Ghee is pure fat. One teaspoon is 45 calories. One tablespoon is 135. A generous pour that ‘looks like a teaspoon’ is usually 8-10g (72-90 cal). Ghee is not unhealthy. Ghee is 9 calories per gram. Both things are true simultaneously. The roti with ghee guide covers this in detail, but here are the standalone ghee numbers.
This is the complete calorie breakdown for ghee. Every variant, every preparation method, every portion size that matters in an Indian kitchen. No generic database numbers. Real Indian servings, honestly measured.
Protein: 0g · Carbs: 0g · Fat: 5g · Fibre: 0g
1 tsp (5g) = 45 cal | 1 tbsp (15g) = 135 cal | 100g = 900 cal. Pure fat, no protein, no carbs.
Full calorie breakdown
The calorie count for ghee varies significantly depending on size, stuffing, and preparation method. Here’s every variant you’ll encounter, from the lightest to the heaviest.
| Amount | Weight | Calories | Protein |
|---|---|---|---|
| 1 tsp ghee (measured) | 5g | 45 | 0g |
| 1 tbsp ghee | 15g | 135 | 0g |
| Typical pour (~8-10g) | 8-10g | 72-90 | 0g |
| 100g ghee | 100g | 900 | 0g |
| Butter (1 tsp, comparison) | 5g | 36 | 0g |
| Oil (1 tsp, comparison) | 5g | 40 | 0g |
The gap between Butter (1 tsp, comparison) (36 cal) and 100g ghee (900 cal) is significant. Same food category, very different calorie cost. What you choose and how it’s prepared matters more than most people realise.
Is ghee good for weight loss?
Ghee at 45 calories is neither particularly light nor particularly heavy. It’s a moderate-calorie Indian food that fits comfortably in most diet plans when portion-controlled.

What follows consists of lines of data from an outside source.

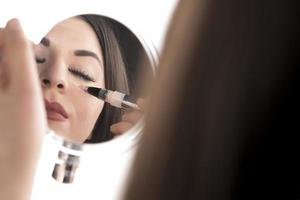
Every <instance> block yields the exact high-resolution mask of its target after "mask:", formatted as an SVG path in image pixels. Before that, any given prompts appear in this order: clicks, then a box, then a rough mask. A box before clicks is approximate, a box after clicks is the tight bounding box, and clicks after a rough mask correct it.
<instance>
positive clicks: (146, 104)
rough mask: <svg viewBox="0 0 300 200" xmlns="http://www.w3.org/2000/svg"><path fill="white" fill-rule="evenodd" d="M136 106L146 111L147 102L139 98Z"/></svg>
mask: <svg viewBox="0 0 300 200" xmlns="http://www.w3.org/2000/svg"><path fill="white" fill-rule="evenodd" d="M137 105H138V106H139V107H140V108H141V109H142V110H145V109H146V105H147V100H146V99H143V98H139V99H138V100H137Z"/></svg>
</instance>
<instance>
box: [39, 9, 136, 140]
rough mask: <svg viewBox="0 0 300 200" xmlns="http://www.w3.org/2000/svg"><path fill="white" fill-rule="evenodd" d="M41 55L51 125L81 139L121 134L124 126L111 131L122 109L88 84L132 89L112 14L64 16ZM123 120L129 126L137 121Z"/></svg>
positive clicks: (46, 41)
mask: <svg viewBox="0 0 300 200" xmlns="http://www.w3.org/2000/svg"><path fill="white" fill-rule="evenodd" d="M35 56H36V62H37V65H38V71H39V75H40V80H41V84H42V90H43V96H44V101H45V106H46V111H47V119H48V125H49V127H50V128H51V129H53V130H54V131H55V132H56V133H57V134H59V135H61V136H63V137H65V138H66V139H69V140H71V141H74V142H80V143H81V142H85V141H87V142H100V141H106V140H109V139H111V138H112V137H113V134H120V130H122V129H119V130H118V129H115V131H114V129H113V127H112V131H111V126H112V125H113V124H115V123H117V122H119V121H121V117H122V114H123V113H122V111H121V110H120V109H116V108H113V107H111V106H109V105H107V104H106V103H104V102H103V101H100V100H98V99H97V98H95V97H93V96H91V95H89V94H87V93H86V92H84V91H83V90H82V87H86V86H95V87H101V88H107V89H109V90H117V91H119V92H123V93H126V94H129V93H130V90H129V86H128V80H127V74H126V66H125V62H124V59H123V55H122V52H121V49H120V45H119V43H118V39H117V37H116V34H115V30H114V24H113V22H112V20H111V19H109V18H106V17H103V16H99V15H81V16H77V17H73V18H69V19H67V20H64V21H62V22H60V23H58V24H57V25H55V26H54V27H53V28H52V29H51V30H50V32H49V33H48V34H47V35H46V36H45V37H44V38H43V39H42V40H41V42H40V44H39V45H37V46H36V47H35ZM137 118H138V117H136V118H135V120H136V119H137ZM123 119H124V118H123ZM125 119H126V118H125ZM131 119H132V118H131ZM120 125H121V126H125V127H126V128H125V129H129V128H130V127H131V126H132V125H133V122H132V121H130V120H127V122H126V123H125V125H124V122H123V124H120ZM123 130H124V129H123Z"/></svg>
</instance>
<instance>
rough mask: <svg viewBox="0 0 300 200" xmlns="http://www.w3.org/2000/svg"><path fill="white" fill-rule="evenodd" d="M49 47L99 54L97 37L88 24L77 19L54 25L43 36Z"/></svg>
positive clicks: (85, 22)
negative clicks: (83, 51) (63, 46)
mask: <svg viewBox="0 0 300 200" xmlns="http://www.w3.org/2000/svg"><path fill="white" fill-rule="evenodd" d="M45 37H46V38H47V39H48V40H49V41H50V46H51V44H52V45H55V46H59V45H62V46H65V47H66V48H67V47H69V48H74V49H87V50H93V51H97V52H99V53H100V52H101V48H100V44H99V42H98V39H97V36H96V34H95V32H94V31H93V29H92V28H91V27H90V25H89V24H87V23H86V22H84V21H83V20H81V19H79V18H70V19H67V20H64V21H62V22H60V23H58V24H56V25H55V26H54V27H53V28H52V29H51V30H50V31H49V32H48V34H47V35H46V36H45Z"/></svg>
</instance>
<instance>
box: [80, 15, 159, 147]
mask: <svg viewBox="0 0 300 200" xmlns="http://www.w3.org/2000/svg"><path fill="white" fill-rule="evenodd" d="M78 17H79V18H80V19H82V20H83V21H85V22H86V23H88V24H89V25H90V26H91V27H92V29H93V30H94V32H95V33H96V35H97V38H98V41H99V44H100V46H101V50H102V53H103V59H104V77H105V86H106V88H107V89H109V90H113V91H114V90H117V91H119V92H123V93H125V94H128V95H130V96H131V100H132V101H135V100H136V99H137V98H138V97H145V96H146V95H147V94H146V93H145V91H143V90H141V89H143V88H140V87H139V84H138V83H139V82H140V81H141V80H140V79H142V78H144V79H145V78H147V80H149V82H151V81H152V80H153V76H154V75H153V70H152V63H151V60H150V58H149V57H148V54H147V52H146V51H145V48H144V47H143V45H142V43H141V42H140V40H139V39H138V38H137V37H136V35H135V34H134V33H133V32H132V31H131V30H129V29H128V28H127V27H126V26H124V25H123V24H121V23H120V22H118V21H116V20H114V19H111V18H109V17H105V16H102V15H95V14H85V15H80V16H78ZM144 75H147V77H145V76H144ZM122 114H123V112H122V111H121V110H120V109H117V108H114V107H111V106H109V105H108V104H107V103H105V104H104V108H103V110H102V112H101V114H100V116H99V117H98V119H97V122H96V124H95V127H94V129H93V131H92V135H91V137H90V138H89V139H88V140H86V141H85V142H86V143H96V142H103V141H107V140H110V139H112V138H113V135H112V134H111V132H110V126H111V125H112V124H114V123H116V122H119V121H120V120H121V116H122Z"/></svg>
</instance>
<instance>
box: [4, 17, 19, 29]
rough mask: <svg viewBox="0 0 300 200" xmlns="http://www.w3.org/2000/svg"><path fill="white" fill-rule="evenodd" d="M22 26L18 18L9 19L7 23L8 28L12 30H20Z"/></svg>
mask: <svg viewBox="0 0 300 200" xmlns="http://www.w3.org/2000/svg"><path fill="white" fill-rule="evenodd" d="M20 27H21V25H20V22H19V20H18V19H16V18H14V19H11V20H9V21H8V22H7V24H6V28H8V29H11V30H19V29H20Z"/></svg>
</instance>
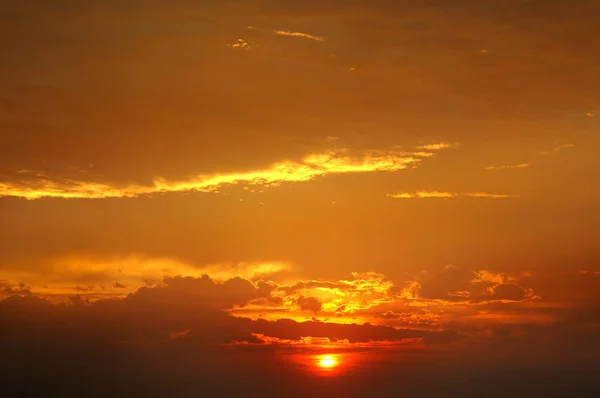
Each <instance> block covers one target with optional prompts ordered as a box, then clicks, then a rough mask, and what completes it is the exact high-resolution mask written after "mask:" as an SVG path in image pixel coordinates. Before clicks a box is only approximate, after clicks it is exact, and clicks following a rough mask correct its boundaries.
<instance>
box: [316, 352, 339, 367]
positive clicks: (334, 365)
mask: <svg viewBox="0 0 600 398" xmlns="http://www.w3.org/2000/svg"><path fill="white" fill-rule="evenodd" d="M335 365H336V362H335V359H333V357H332V356H331V355H323V356H322V357H321V358H320V359H319V366H320V367H322V368H332V367H334V366H335Z"/></svg>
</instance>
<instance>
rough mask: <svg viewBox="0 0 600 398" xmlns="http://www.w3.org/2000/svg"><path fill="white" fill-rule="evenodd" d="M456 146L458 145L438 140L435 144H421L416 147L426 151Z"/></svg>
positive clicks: (432, 150)
mask: <svg viewBox="0 0 600 398" xmlns="http://www.w3.org/2000/svg"><path fill="white" fill-rule="evenodd" d="M457 146H458V144H451V143H447V142H440V143H436V144H426V145H421V146H418V147H417V149H424V150H426V151H439V150H442V149H448V148H456V147H457Z"/></svg>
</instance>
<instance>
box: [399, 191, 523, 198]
mask: <svg viewBox="0 0 600 398" xmlns="http://www.w3.org/2000/svg"><path fill="white" fill-rule="evenodd" d="M387 196H388V197H390V198H392V199H415V198H417V199H423V198H425V199H427V198H445V199H451V198H457V197H459V196H468V197H474V198H517V197H518V196H517V195H506V194H496V193H488V192H469V193H452V192H440V191H417V192H415V193H409V192H401V193H392V194H388V195H387Z"/></svg>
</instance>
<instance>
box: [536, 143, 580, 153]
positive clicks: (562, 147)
mask: <svg viewBox="0 0 600 398" xmlns="http://www.w3.org/2000/svg"><path fill="white" fill-rule="evenodd" d="M573 147H575V144H564V145H559V146H556V147H554V148H552V150H549V151H542V152H540V153H539V154H540V155H552V154H553V153H556V152H560V151H562V150H563V149H568V148H573Z"/></svg>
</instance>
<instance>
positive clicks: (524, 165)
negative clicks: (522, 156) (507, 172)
mask: <svg viewBox="0 0 600 398" xmlns="http://www.w3.org/2000/svg"><path fill="white" fill-rule="evenodd" d="M526 167H529V164H527V163H521V164H509V165H500V166H487V167H485V169H486V170H506V169H524V168H526Z"/></svg>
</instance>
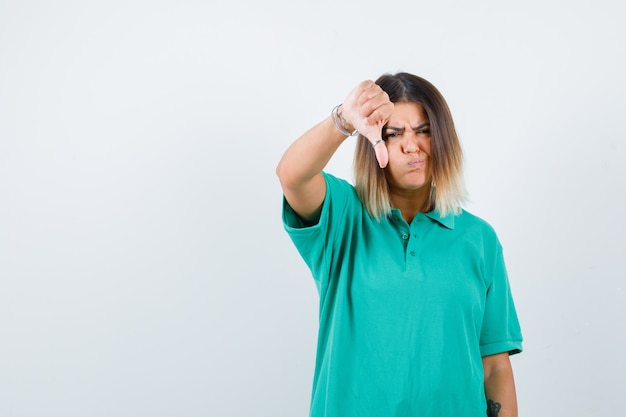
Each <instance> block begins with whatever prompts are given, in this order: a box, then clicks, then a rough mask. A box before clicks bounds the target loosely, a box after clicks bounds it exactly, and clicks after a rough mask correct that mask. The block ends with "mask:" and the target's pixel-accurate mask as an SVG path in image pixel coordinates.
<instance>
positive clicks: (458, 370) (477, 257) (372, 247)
mask: <svg viewBox="0 0 626 417" xmlns="http://www.w3.org/2000/svg"><path fill="white" fill-rule="evenodd" d="M324 176H325V179H326V184H327V187H326V196H325V200H324V203H323V207H322V211H321V215H320V219H319V221H318V222H317V223H316V224H315V225H312V226H307V225H306V224H304V223H303V222H302V221H301V219H300V218H299V217H298V216H297V214H296V213H295V212H294V211H293V210H292V209H291V208H290V207H289V205H288V204H287V203H286V202H285V203H284V206H283V223H284V226H285V229H286V231H287V232H288V234H289V236H290V237H291V239H292V241H293V242H294V244H295V246H296V248H297V249H298V251H299V253H300V255H301V256H302V258H303V259H304V261H305V262H306V264H307V265H308V267H309V269H310V270H311V273H312V275H313V278H314V280H315V284H316V286H317V289H318V292H319V296H320V304H319V334H318V348H317V360H316V366H315V375H314V380H313V394H312V401H311V416H312V417H322V416H324V417H353V416H354V417H357V416H358V417H370V416H371V417H382V416H384V417H409V416H432V417H434V416H443V415H446V416H448V415H449V416H453V415H454V416H456V415H463V416H464V417H474V416H476V417H478V416H480V417H484V416H485V413H486V411H485V410H486V400H485V394H484V386H483V383H484V376H483V368H482V356H486V355H491V354H495V353H501V352H509V353H511V354H512V353H517V352H520V351H521V349H522V345H521V342H522V336H521V332H520V326H519V323H518V319H517V315H516V312H515V307H514V304H513V299H512V296H511V292H510V288H509V282H508V278H507V273H506V268H505V264H504V259H503V255H502V247H501V245H500V242H499V240H498V238H497V236H496V234H495V232H494V230H493V229H492V228H491V226H490V225H489V224H487V223H486V222H485V221H483V220H481V219H480V218H478V217H476V216H474V215H472V214H470V213H468V212H467V211H462V213H461V214H459V215H448V216H446V217H441V216H439V215H438V213H437V212H430V213H417V214H416V216H415V217H414V219H413V220H412V222H411V224H407V223H406V222H405V221H404V219H403V218H402V216H401V215H400V212H399V210H397V209H394V210H393V211H392V214H391V215H390V216H388V217H384V218H383V219H381V220H380V221H377V220H375V219H374V218H372V217H371V216H370V215H369V214H368V212H367V210H366V209H365V207H364V206H363V204H362V203H361V201H360V200H359V198H358V196H357V194H356V190H355V189H354V187H353V186H352V185H350V184H349V183H348V182H346V181H344V180H341V179H338V178H336V177H334V176H332V175H330V174H327V173H324Z"/></svg>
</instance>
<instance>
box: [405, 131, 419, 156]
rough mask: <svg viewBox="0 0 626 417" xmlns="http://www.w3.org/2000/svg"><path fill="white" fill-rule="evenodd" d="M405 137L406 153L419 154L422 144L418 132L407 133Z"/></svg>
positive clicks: (409, 131)
mask: <svg viewBox="0 0 626 417" xmlns="http://www.w3.org/2000/svg"><path fill="white" fill-rule="evenodd" d="M403 136H404V138H403V139H404V141H403V142H404V143H403V144H402V145H403V148H404V152H405V153H417V152H419V151H420V150H421V143H420V140H419V137H418V135H417V133H416V132H412V131H409V132H405V133H404V135H403Z"/></svg>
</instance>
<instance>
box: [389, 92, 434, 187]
mask: <svg viewBox="0 0 626 417" xmlns="http://www.w3.org/2000/svg"><path fill="white" fill-rule="evenodd" d="M383 139H385V142H386V145H387V151H388V152H389V165H387V169H386V175H387V180H388V182H389V186H390V191H391V192H392V193H406V192H409V193H410V192H413V191H424V189H425V188H427V187H429V186H430V183H431V179H432V174H431V161H430V140H431V137H430V123H429V120H428V116H426V112H425V111H424V108H423V107H422V106H421V105H419V104H417V103H412V102H410V103H394V110H393V114H392V115H391V118H390V119H389V122H388V123H387V125H386V126H385V127H384V129H383Z"/></svg>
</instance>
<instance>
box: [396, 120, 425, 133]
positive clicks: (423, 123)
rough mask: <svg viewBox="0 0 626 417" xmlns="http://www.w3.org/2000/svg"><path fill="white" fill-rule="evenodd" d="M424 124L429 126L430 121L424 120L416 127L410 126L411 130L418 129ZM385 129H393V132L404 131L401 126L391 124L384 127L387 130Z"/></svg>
mask: <svg viewBox="0 0 626 417" xmlns="http://www.w3.org/2000/svg"><path fill="white" fill-rule="evenodd" d="M426 126H430V122H424V123H422V124H421V125H419V126H416V127H414V128H412V129H413V130H420V129H423V128H425V127H426ZM387 129H389V130H393V131H394V132H404V130H405V129H404V128H403V127H393V126H387V127H385V130H387Z"/></svg>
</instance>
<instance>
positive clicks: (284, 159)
mask: <svg viewBox="0 0 626 417" xmlns="http://www.w3.org/2000/svg"><path fill="white" fill-rule="evenodd" d="M345 139H346V136H344V135H343V134H342V133H340V132H339V131H338V130H337V128H335V126H334V125H333V123H332V120H331V119H330V117H329V118H326V119H325V120H323V121H322V122H320V123H319V124H317V125H316V126H314V127H313V128H311V129H309V130H308V131H307V132H306V133H305V134H303V135H302V136H301V137H300V138H298V140H296V141H295V142H294V143H293V144H292V145H291V146H290V147H289V148H287V150H286V151H285V153H284V154H283V157H282V158H281V160H280V162H279V163H278V166H277V167H276V174H277V175H278V177H279V179H280V181H281V184H282V185H283V187H287V188H295V187H298V186H303V185H306V184H307V183H308V182H310V181H311V180H313V178H314V177H315V176H316V175H318V174H320V173H321V171H322V170H323V169H324V167H325V166H326V165H327V164H328V161H330V158H331V157H332V156H333V154H334V153H335V152H336V151H337V149H338V148H339V146H340V145H341V144H342V143H343V141H344V140H345Z"/></svg>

On a 1,500-calorie diet, one serving of ghee takes up about 3% of your daily budget. That leaves room for two other proper meals and a snack or two. Not restrictive at all.
Ghee at 45 calories per serving is a solid choice for weight loss when portion-controlled. Track it, account for it, and it fits in any Indian diet plan.
Find your daily calorie target in 30 seconds. Then every food choice makes sense.
How ghee fits in your daily calories
Here’s what including ghee looks like at different calorie targets:
1200 cal/day (Aggressive weight loss): Easy fit. Only 4% of your budget. Plenty of room for other meals and snacks.
1500 cal/day (Steady weight loss): Easy fit. Only 3% of your budget. Plenty of room for other meals and snacks.
2000 cal/day (Maintenance): Easy fit. Only 2% of your budget. Plenty of room for other meals and snacks.
How to reduce calories when eating ghee
Measure it. Always. The gap between measured and poured ghee is 2-3x. Buy measuring spoons. Use them for one week. Your eye recalibrates permanently.
1 tsp per roti, max. 45 cal per roti is manageable. An unmeasured pour of 10g per roti (90 cal) doubles the fat calories.
Use ghee for cooking, not topping. 1 tbsp ghee (135 cal) flavouring an entire sabzi is more efficient than applying ghee to each roti individually (45-90 cal per roti).
Ghee = butter = oil in calories. Ghee: 45 cal/tsp. Butter: 36. Oil: 40. The differences are negligible. Quantity matters, not which fat.
Frequently asked questions
Includes ghee and all your favourite foods. Calorie-counted, portion-controlled, actually enjoyable.
Nutritional values based on IFCT (Indian Food Composition Tables) and USDA databases. Values vary with ingredients, size, and preparation. Informational content, not medical or dietary advice.